Все знают, что семидесятые – это годы массового отъезда художников за рубеж. У меня, как и у многих, трижды возникало желание уехать. Я даже делал некоторые шаги в этом направлении: собирал документы, рассказывал друзьям, что собираюсь ехать, но так и не смог этого сделать. Какая-то иррациональная сила препятствовала мне. Позже я уехал, не уезжая до конца, – как бы в командировку и до сих пор так и не вернулся. Я просто еще не приехал из командировки…
Москва,июль 2008 годаГеоргий Кизевальтер:
После лекций[30]
– И с похмелья ведмидь клишоно-огий ненаро-оком развя-яжет язык… – переиначивая привычного, повсеместного и заезженного до одури Высоцкого, недавно, кстати, встреченного во дворе на Малой Грузинской, мурлыкал себе под нос Антон, вышагивая по заснеженной Краснопрудной в ранних февральских сумерках. Уж зажглись в вышине фонари, но тусклый свет фар нескончаемых автомашин и троллейбусов едва пробивался сквозь плотные, медленно падающие хлопья мокрого снега. На плече, в такт длинным, пружинящим шагам, мерно покачивались учебники в «хипповской» джинсовой сумке с яркой и пестрой аппликацией: «Никита» на клапане, «Елисеев» на корпусе. Это хороший друг Антона, разносторонний, образованный и открытый человек, подающий надежды оригинальный художник – отчего бы не проанонсировать его народу? Народ должен знать своих героев, вот и ходит Антон по Москве с такой рекламой. Впрочем, народу до лампочки. Народ занят своими проблемами…
Последняя пара утомила его своей нудностью; вчера поздно пришел домой, да потом еще читал «Портрет художника в юности», и потому на лекции даже стал задремывать. Однако справедливости ради надо признать, что наш студент-вольнодумец и так очень редко показывался в стенах alma mater в последнее время: от силы раз-другой на неделе. Пятый курс, пора на свободу, скоро уже и распределение.

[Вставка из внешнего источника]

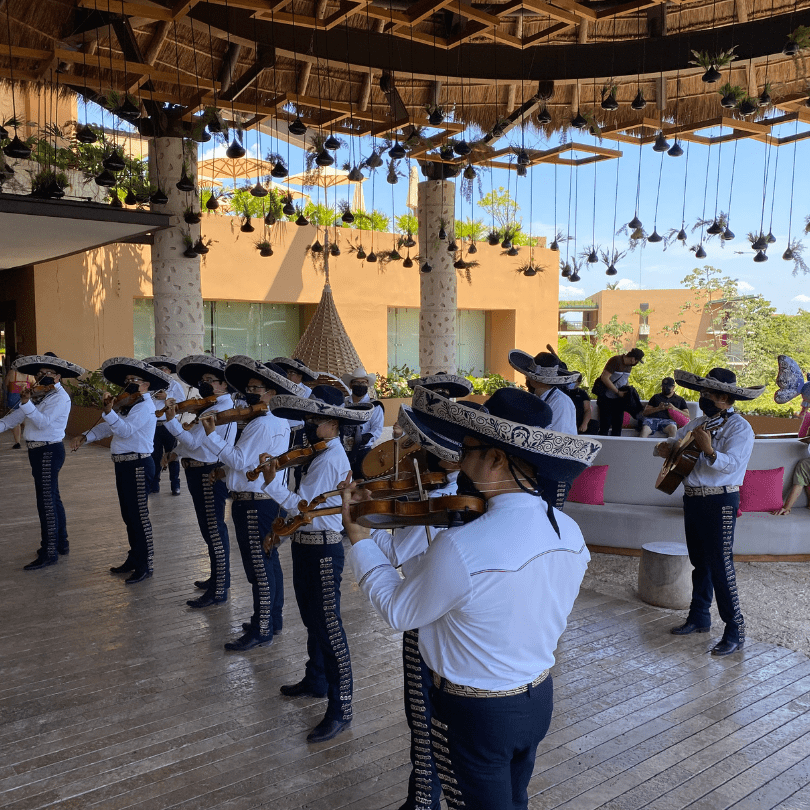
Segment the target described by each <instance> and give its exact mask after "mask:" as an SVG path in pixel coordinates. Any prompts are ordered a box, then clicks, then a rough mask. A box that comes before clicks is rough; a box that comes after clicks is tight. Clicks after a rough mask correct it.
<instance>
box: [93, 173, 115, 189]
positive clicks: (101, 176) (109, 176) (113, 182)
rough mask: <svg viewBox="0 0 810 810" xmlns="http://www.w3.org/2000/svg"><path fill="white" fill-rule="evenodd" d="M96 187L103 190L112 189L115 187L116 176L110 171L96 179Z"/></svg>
mask: <svg viewBox="0 0 810 810" xmlns="http://www.w3.org/2000/svg"><path fill="white" fill-rule="evenodd" d="M96 185H97V186H101V187H102V188H112V187H113V186H114V185H115V175H114V174H113V173H112V172H111V171H109V170H108V169H104V171H103V172H102V173H101V174H99V175H98V176H97V177H96Z"/></svg>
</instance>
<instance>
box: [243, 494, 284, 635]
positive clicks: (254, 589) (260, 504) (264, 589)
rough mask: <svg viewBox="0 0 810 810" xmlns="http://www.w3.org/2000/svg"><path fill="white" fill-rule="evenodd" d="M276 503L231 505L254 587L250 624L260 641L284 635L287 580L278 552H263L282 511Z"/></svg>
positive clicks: (245, 568)
mask: <svg viewBox="0 0 810 810" xmlns="http://www.w3.org/2000/svg"><path fill="white" fill-rule="evenodd" d="M280 511H281V510H280V508H279V505H278V504H277V503H276V502H275V501H273V500H258V501H247V500H245V501H242V500H234V501H233V503H232V504H231V518H232V519H233V525H234V528H235V529H236V540H237V542H238V543H239V554H240V555H241V557H242V566H243V567H244V569H245V576H246V577H247V581H248V582H249V583H250V585H251V587H252V588H253V615H252V616H251V617H250V625H251V630H252V632H253V634H254V635H255V636H256V637H257V638H261V639H267V638H272V637H273V633H280V632H281V625H282V621H283V620H282V609H283V608H284V578H283V575H282V573H281V563H280V561H279V559H278V549H273V551H272V552H271V553H270V555H267V554H265V553H264V550H263V549H262V541H263V540H264V536H265V535H266V534H267V533H268V532H269V531H270V528H271V527H272V525H273V521H274V520H275V519H276V517H278V514H279V512H280Z"/></svg>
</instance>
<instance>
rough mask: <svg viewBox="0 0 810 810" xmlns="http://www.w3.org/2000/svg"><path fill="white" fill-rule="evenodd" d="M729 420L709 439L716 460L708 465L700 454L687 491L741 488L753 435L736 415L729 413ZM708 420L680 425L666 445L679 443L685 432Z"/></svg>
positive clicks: (700, 416) (704, 416) (743, 477)
mask: <svg viewBox="0 0 810 810" xmlns="http://www.w3.org/2000/svg"><path fill="white" fill-rule="evenodd" d="M729 414H730V416H729V418H728V419H727V420H726V421H725V423H724V424H723V425H722V427H720V428H718V429H717V430H716V431H715V433H714V435H713V436H712V447H713V448H714V449H715V450H716V451H717V458H715V460H714V461H710V460H709V459H708V458H706V456H705V455H704V454H703V453H701V454H700V456H699V457H698V460H697V463H696V464H695V466H694V467H693V468H692V472H690V473H689V475H687V476H686V479H685V480H684V482H683V483H684V485H685V486H687V487H730V486H742V482H743V479H744V478H745V471H746V469H747V468H748V461H749V459H750V458H751V453H752V451H753V449H754V431H753V429H752V427H751V425H749V424H748V422H746V421H745V419H743V418H742V416H740V414H738V413H737V412H736V411H732V410H729ZM707 419H708V417H706V416H699V417H698V418H697V419H693V420H692V421H691V422H689V424H687V425H684V426H683V427H682V428H680V429H679V430H678V432H677V433H676V434H675V438H674V439H670V440H669V441H668V442H667V444H673V443H674V442H676V441H680V440H681V439H682V438H683V437H684V436H685V435H686V433H687V431H689V430H694V429H695V428H696V427H698V426H699V425H702V424H703V423H704V422H706V421H707Z"/></svg>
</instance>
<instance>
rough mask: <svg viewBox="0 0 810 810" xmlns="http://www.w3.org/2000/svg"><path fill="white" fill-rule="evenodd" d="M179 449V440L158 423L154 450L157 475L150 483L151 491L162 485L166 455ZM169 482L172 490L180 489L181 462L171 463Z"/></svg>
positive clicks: (150, 490)
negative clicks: (158, 486) (164, 463)
mask: <svg viewBox="0 0 810 810" xmlns="http://www.w3.org/2000/svg"><path fill="white" fill-rule="evenodd" d="M175 447H177V439H175V438H174V436H172V434H171V433H169V431H168V429H167V428H166V425H165V424H163V423H162V422H158V423H157V426H156V427H155V449H154V450H152V461H153V462H154V464H155V474H154V475H153V476H152V480H151V481H150V482H149V483H150V486H149V491H150V492H151V491H152V490H153V489H154V488H155V487H156V486H157V485H158V484H160V473H161V472H162V470H161V462H162V461H163V454H164V453H171V451H172V450H174V448H175ZM169 481H170V482H171V485H172V489H175V488H179V486H180V462H179V461H177V460H175V461H170V462H169Z"/></svg>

Хорошо еще, что он со второго раза зачет по ненавистному научному коммунизму получил, а ведь в мае еще и госэкзамен.
И что за предмет такой придумали наши идеологи, где нечеловеческим языком с иезуитской логикой изложена делириумная теория созерцания коммунистического пупка?! Естественно, что в результате мы получаем бездарное, бессмысленно затянутое образование. Разве он узнал что-то новое для себя за эти полгода? – Практически ничего. А старшекурсникам уже хочется работать, приносить какую-то пользу людям, а не сидеть и клевать носом то на педпрактике, то на бессмысленных занятиях, где по пятому разу пережевывается уже давно пройденное…

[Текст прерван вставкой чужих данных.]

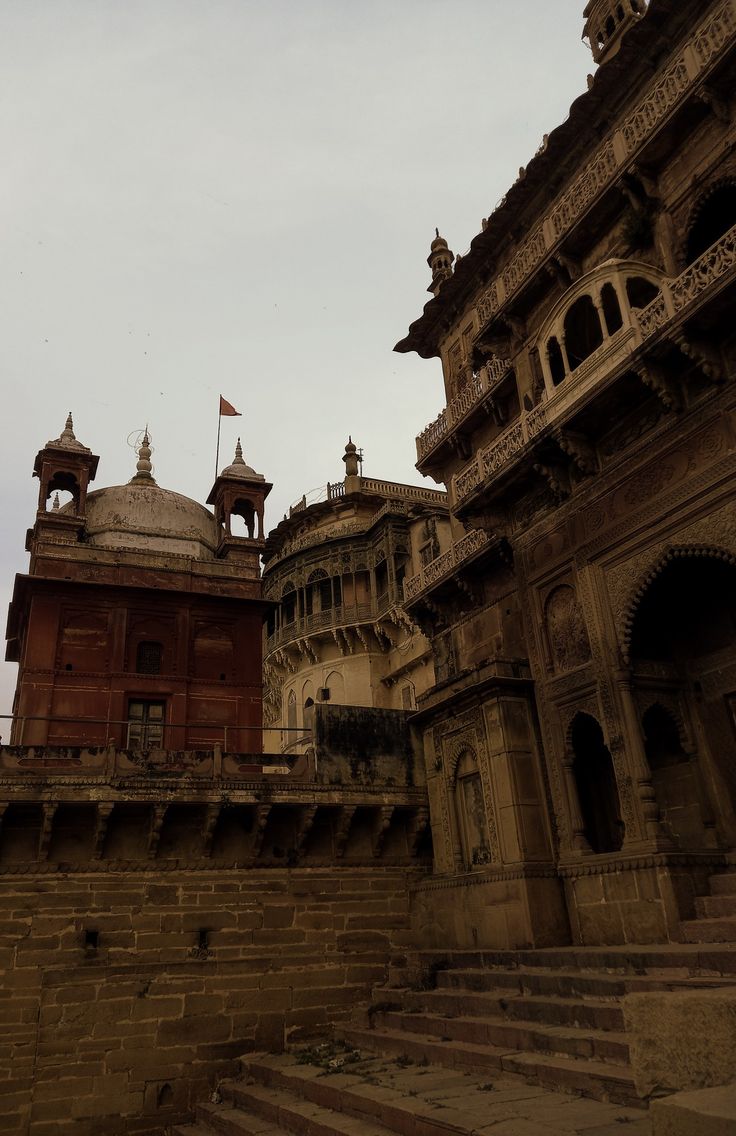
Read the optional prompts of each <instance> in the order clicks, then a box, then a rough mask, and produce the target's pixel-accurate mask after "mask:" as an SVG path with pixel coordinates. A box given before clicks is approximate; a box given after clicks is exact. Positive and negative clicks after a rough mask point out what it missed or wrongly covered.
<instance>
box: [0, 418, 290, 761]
mask: <svg viewBox="0 0 736 1136" xmlns="http://www.w3.org/2000/svg"><path fill="white" fill-rule="evenodd" d="M150 459H151V449H150V444H149V438H148V433H147V434H145V436H144V438H143V442H142V444H141V448H140V451H139V460H137V466H136V469H135V474H134V476H133V478H132V479H131V482H129V483H128V484H127V485H116V486H111V487H108V488H102V490H95V491H90V483H91V482H92V481H93V478H94V475H95V471H97V467H98V461H99V459H98V458H97V457H95V456H94V454H93V453H92V452H91V450H89V449H87V448H86V446H84V445H82V443H80V442H78V441H77V440H76V437H75V435H74V429H73V425H72V416H69V418H68V419H67V423H66V427H65V429H64V432H62V433H61V435H60V437H58V438H56V440H53V441H50V442H48V443H47V445H45V446H44V448H43V450H41V451H40V452H39V454H37V456H36V459H35V465H34V476H36V477H37V478H39V482H40V484H39V509H37V513H36V520H35V525H34V527H33V528H32V529H31V531H30V532H28V537H27V545H26V546H27V551H28V552H30V553H31V563H30V569H28V574H27V575H24V576H18V577H17V579H16V586H15V593H14V598H12V602H11V604H10V612H9V620H8V652H7V658H8V659H9V660H11V661H14V662H18V663H19V671H18V683H17V690H16V700H15V708H14V713H15V715H16V719H15V722H14V729H12V735H11V742H14V743H16V744H19V745H39V744H41V745H44V744H50V745H85V746H91V745H107V744H108V743H112V744H115V745H116V746H118V747H119V749H127V747H131V749H136V750H140V749H144V750H145V749H167V750H194V749H198V747H209V749H211V746H212V744H214V743H215V742H218V743H219V744H220V745H223V747H224V749H225V750H228V749H229V750H237V751H241V752H244V753H246V752H250V753H260V752H261V750H262V744H261V736H260V726H261V640H260V627H261V624H262V619H264V612H265V604H264V602H262V600H261V590H260V566H259V553H260V551H261V549H262V548H264V543H262V517H264V501H265V499H266V496H267V494H268V492H269V490H270V485H268V484H267V483H266V481H265V478H264V477H262V476H261V475H260V474H256V473H254V470H252V469H251V468H250V467H249V466H246V465H245V462H244V461H243V457H242V453H241V449H240V443H239V446H237V453H236V456H235V460H234V462H233V463H232V465H231V466H228V467H227V468H225V469H224V470H223V471H221V474H220V475H219V477H218V478H217V481H216V483H215V485H214V487H212V492H211V494H210V498H209V500H210V502H211V503H212V504H214V506H215V509H216V515H212V513H211V512H209V510H208V509H206V508H204V507H203V506H201V504H199V503H198V502H195V501H191V500H189V499H187V498H183V496H182V495H181V494H179V493H173V492H170V491H169V490H164V488H161V487H160V486H159V485H157V483H156V481H154V478H153V476H152V474H151V468H152V467H151V460H150ZM60 491H61V492H66V493H67V494H69V496H70V500H69V502H68V503H67V504H65V506H64V507H62V508H59V507H58V493H59V492H60ZM52 500H53V503H55V506H56V508H55V507H53V506H52V504H51V501H52ZM240 516H244V517H245V518H246V519H248V521H249V524H250V535H249V536H248V537H243V536H235V535H233V533H232V518H233V517H240ZM253 517H256V518H257V519H258V524H259V533H258V536H254V535H253Z"/></svg>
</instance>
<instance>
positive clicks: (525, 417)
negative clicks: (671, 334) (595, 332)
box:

Сегодня три пары отсидел, первую проспал, конечно. Просто вчера хорошо пообщались у Берлогиных в Сокольниках. Были: Игорь Ямборский, меланхоличный лысоватый интеллигент-разночинец, сейсмолог-абстракционист, хороший шахматист и племянник поэтессы Елизаветы Мнацакановой; Олег Якулев, веселый малеватель ярких цветовых пятен и боксер-любитель; Петя Челенок, для заработка лепивший нескончаемых Ильичей всех размеров и форм, а потом отправлявший со своих холстов сонмы анонимов в величественный полет к Создателю; Сергей Башлявин, склонный к периодическому резонерству и пессимизму, философ по складу, физик по профессии и ученик художника Эрика Булатова, в мастерской у которого Антон, заранее проникнутый пиететом от услышанных рассказов, а потом надолго потрясенный увиденным, недавно побывал с друзьями; его жена Оля; ну и к концу вечера подъехал с какими-то бабцами и бутылками шумный и болтливый Анатоль Слепин, писавший исключительно травы во всех видах и позах.